Eh, he was my classmate and a good person...

On the left


----------



## wartomods (Dec 2, 2009)

probably they want to make an example of him. what do i think? It is wrong.


----------



## Komjaunimas (Dec 2, 2009)

wartomods said:


> probably they want to make an example of him. what do i think? It is wrong.



Wrong? setting fire to bank or that hes an scapegoat ?


----------



## bote (Dec 2, 2009)

Truly sorry for your friend, but I have to say it could have been a lot worse. If the article is telling the truth, it said he didn´t plan it, so he had no way of knowing if there was anybody in the building, they could conceivably have charged him with attempted something or other, rather than just arson...

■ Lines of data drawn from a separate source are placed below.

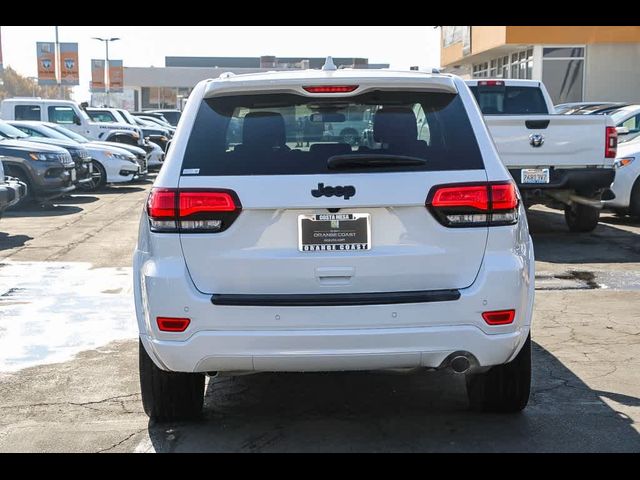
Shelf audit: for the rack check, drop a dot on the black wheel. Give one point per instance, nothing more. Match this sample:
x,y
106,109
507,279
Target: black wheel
x,y
581,218
98,178
503,388
28,199
350,136
169,396
634,203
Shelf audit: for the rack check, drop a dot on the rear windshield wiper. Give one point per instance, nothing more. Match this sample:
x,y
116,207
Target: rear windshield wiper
x,y
373,160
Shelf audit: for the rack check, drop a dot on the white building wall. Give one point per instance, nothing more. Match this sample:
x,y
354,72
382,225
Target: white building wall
x,y
612,72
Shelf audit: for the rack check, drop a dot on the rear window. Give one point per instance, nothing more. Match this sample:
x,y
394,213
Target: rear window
x,y
27,112
501,100
287,134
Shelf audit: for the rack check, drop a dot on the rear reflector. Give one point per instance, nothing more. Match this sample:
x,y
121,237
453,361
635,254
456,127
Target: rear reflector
x,y
474,205
499,317
170,324
330,88
192,211
611,145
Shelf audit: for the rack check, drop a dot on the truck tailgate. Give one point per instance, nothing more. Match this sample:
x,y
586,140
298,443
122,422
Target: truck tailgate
x,y
568,141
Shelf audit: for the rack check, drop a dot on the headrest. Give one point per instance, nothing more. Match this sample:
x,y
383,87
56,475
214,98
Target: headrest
x,y
395,125
263,130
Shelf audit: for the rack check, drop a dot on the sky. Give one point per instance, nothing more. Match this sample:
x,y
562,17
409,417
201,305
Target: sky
x,y
147,46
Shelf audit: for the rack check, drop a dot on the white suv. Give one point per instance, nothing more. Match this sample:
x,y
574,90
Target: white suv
x,y
265,246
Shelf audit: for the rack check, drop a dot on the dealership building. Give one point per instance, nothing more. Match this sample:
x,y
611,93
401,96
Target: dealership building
x,y
575,63
169,86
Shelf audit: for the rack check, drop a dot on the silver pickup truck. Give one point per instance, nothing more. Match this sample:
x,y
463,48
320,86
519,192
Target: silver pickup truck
x,y
562,161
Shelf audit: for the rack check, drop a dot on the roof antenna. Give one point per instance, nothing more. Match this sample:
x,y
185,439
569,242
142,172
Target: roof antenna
x,y
329,65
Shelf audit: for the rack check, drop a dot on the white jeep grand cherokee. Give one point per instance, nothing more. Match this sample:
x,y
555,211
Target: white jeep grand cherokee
x,y
270,243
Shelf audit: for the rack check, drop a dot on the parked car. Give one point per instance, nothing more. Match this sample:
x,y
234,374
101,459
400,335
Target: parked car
x,y
588,108
562,161
155,134
158,122
155,115
11,189
171,116
263,257
143,155
70,115
47,171
80,156
111,164
626,186
627,122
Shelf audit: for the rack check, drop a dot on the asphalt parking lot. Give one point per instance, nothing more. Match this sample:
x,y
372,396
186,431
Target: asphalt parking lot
x,y
68,355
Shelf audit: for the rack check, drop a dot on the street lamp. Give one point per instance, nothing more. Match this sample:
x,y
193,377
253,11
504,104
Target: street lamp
x,y
106,84
34,82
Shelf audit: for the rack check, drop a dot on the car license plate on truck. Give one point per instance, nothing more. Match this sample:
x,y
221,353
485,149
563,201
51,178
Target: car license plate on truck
x,y
534,175
334,231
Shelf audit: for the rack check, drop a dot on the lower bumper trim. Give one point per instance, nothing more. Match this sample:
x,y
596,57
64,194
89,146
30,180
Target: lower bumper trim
x,y
310,300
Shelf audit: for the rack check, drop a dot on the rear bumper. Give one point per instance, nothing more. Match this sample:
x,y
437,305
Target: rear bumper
x,y
336,337
326,350
586,180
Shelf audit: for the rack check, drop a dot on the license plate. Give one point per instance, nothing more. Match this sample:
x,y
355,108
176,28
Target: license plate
x,y
534,175
334,232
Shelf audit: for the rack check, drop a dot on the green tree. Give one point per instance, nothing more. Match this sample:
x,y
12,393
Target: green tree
x,y
15,85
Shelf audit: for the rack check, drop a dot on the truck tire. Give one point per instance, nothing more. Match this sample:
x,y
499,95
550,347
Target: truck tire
x,y
23,177
581,218
503,388
169,396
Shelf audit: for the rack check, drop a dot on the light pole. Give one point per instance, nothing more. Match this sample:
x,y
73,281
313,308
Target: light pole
x,y
106,70
34,82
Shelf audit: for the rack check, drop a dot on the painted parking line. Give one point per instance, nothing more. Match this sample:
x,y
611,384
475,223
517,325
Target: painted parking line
x,y
50,311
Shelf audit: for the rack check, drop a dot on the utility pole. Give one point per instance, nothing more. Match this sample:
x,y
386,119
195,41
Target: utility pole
x,y
57,66
107,83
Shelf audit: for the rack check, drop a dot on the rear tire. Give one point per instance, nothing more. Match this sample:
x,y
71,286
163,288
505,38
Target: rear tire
x,y
503,388
581,218
169,396
28,199
634,202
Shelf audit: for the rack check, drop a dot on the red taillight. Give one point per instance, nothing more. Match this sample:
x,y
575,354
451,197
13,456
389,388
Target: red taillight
x,y
191,211
491,83
504,196
611,145
196,202
170,324
330,88
161,203
474,205
462,196
499,317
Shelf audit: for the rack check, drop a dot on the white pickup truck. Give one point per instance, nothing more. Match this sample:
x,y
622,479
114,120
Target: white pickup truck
x,y
70,115
562,161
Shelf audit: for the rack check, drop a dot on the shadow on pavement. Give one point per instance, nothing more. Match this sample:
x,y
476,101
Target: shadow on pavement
x,y
554,243
119,190
382,412
8,241
51,210
75,199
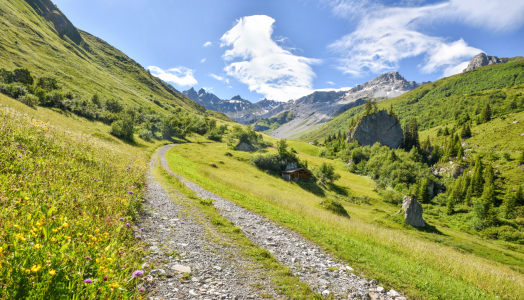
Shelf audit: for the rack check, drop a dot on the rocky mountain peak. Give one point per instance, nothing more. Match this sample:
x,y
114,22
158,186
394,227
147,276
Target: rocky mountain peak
x,y
481,60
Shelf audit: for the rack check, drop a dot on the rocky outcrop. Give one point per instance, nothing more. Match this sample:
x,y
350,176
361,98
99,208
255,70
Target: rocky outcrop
x,y
413,211
377,127
62,25
244,147
481,60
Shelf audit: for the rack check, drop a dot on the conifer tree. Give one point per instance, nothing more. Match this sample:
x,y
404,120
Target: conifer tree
x,y
414,133
392,156
426,144
509,204
368,108
424,191
460,153
477,181
450,206
485,116
469,198
519,196
521,157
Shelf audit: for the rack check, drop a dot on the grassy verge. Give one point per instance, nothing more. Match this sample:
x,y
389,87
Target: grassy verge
x,y
284,281
402,258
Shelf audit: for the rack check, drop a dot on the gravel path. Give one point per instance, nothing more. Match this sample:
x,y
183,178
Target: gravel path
x,y
325,275
183,241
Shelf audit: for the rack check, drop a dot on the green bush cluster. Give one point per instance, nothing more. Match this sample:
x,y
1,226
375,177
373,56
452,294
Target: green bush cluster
x,y
277,163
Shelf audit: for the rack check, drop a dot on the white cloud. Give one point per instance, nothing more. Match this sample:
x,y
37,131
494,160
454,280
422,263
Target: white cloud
x,y
334,90
384,36
263,65
181,75
448,55
219,78
452,70
499,15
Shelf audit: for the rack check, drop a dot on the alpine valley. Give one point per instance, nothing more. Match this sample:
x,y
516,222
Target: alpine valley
x,y
116,185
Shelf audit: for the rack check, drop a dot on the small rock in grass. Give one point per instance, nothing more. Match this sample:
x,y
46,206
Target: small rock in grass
x,y
181,269
158,272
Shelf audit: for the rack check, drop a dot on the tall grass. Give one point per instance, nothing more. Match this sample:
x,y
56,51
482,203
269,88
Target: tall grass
x,y
65,208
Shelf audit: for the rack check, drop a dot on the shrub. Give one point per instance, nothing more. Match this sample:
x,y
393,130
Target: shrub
x,y
47,83
392,197
326,173
506,156
23,76
335,207
114,106
29,100
269,162
123,129
146,135
13,90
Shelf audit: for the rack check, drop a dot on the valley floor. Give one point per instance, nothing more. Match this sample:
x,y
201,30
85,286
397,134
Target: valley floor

I guess the lesson here is if you´re going to bloc up, do it right, ain´t no fashion show:

¨...despite attempts by Lenartavicius to conceal his identity, police relayed details of his distinctive studded hood¨


----------



## Franny (Dec 2, 2009)

I'm sure he did have good intentions, and by no means am I saying something along the lines of "he got what he had coming." It is unfair that he's being used as an example by the state, but maybe we should follow suit and use this incidence and all similar ones as an example of what can happen when we let our emotions get the best of us. 

Violence in any form when it's instigated by anarchists doesn't do anyone justice. Yes, I'm sure the police dealt their own violence to the protestors, yaddayadda, but what's going to be publicised is the wrongdoings of the anarchists. We're not a likeable group these days. I've never thought that violent insurrection does much good (and this is the sole reason I've been steering clear of such protests lately), and this is a prime example. Not only is this particular person jailed for two years, but countless people have read this article and formed even more negative opinions of anarchists and anarchism. It's my hope that all anarchists in general make themselves and their actions admirable.

And...this. A MILLION FUCKING TIMES, this:



bote said:


> I guess the lesson here is if you´re going to bloc up, do it right, ain´t no fashion show:
> 
> ¨...despite attempts by Lenartavicius to conceal his identity, police relayed details of his distinctive studded hood¨


----------